1. Thanks Brother Haymond! I know I was one of those people who asked this question, and I’m grateful for the reply you gave me. I look forward to your thoughts.

  2. Steve

    “It strikes us differently than anything else we have participated in, and for good reason. The temple experience does not belong to this world…”

    I think this is one of the most important things that people should understand about the temple. You SHOULD feel as though you are stepping into something foreign, the temple should NEVER feel like anything of the world. You’re in the Lord’s house, not a movie theater!

    One of my personal observations on symbolism in particular is the connection between symbolism and revelation. I think that the level of symbolism used anywhere is directly connected to the level of revelation required to understand the teaching. The immersive, highly symbolic environment of the temple indicates to me that there is a high level of revelatory teaching meant to happen there. The temples are, in a way, monuments to revelation, the whole environment and experience being designed by God to draw us into direct communication with him. I think it can be fairly easy to describe and understand the purpose of the temple, the challenge is to use it’s many different applications properly and effectively in our lives.
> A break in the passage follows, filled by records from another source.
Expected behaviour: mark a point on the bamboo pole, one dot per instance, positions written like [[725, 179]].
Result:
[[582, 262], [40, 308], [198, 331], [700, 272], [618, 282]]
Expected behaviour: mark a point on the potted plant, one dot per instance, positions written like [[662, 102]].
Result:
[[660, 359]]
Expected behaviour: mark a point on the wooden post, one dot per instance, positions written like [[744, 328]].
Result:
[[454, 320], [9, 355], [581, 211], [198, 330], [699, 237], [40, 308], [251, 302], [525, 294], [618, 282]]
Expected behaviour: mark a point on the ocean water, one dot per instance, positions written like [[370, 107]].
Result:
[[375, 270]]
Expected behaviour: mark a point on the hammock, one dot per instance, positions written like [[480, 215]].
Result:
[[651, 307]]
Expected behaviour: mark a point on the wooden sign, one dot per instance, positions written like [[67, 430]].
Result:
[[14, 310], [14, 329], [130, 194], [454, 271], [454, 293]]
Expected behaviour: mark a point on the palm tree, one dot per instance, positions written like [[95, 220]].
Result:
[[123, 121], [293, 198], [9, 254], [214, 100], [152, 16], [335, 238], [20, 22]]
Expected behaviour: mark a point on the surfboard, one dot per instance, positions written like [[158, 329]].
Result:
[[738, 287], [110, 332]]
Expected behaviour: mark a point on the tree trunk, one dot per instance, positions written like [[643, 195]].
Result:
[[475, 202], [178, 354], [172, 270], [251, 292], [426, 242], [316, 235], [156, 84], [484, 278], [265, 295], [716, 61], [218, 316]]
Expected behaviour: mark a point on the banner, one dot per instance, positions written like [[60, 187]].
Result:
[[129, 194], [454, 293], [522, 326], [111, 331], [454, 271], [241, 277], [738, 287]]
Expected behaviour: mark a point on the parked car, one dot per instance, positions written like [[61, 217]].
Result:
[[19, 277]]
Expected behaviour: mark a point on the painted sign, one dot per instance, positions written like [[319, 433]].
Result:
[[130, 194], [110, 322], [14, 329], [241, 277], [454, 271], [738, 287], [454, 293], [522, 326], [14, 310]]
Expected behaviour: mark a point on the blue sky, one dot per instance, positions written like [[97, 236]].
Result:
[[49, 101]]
    We have to learn how the Spirit teaches through symbols, then the temple can become a great urim and thummim to us. I think if you can wrap your mind around the fact that EVERYthing in the temple is symbolic and that you understand that you’re starting a journey into a new way of learning that will take you places that you have never dreamed, then your first trip to the temple can be what it should: A journey of awe and an appreciation of the majesty and glory of God.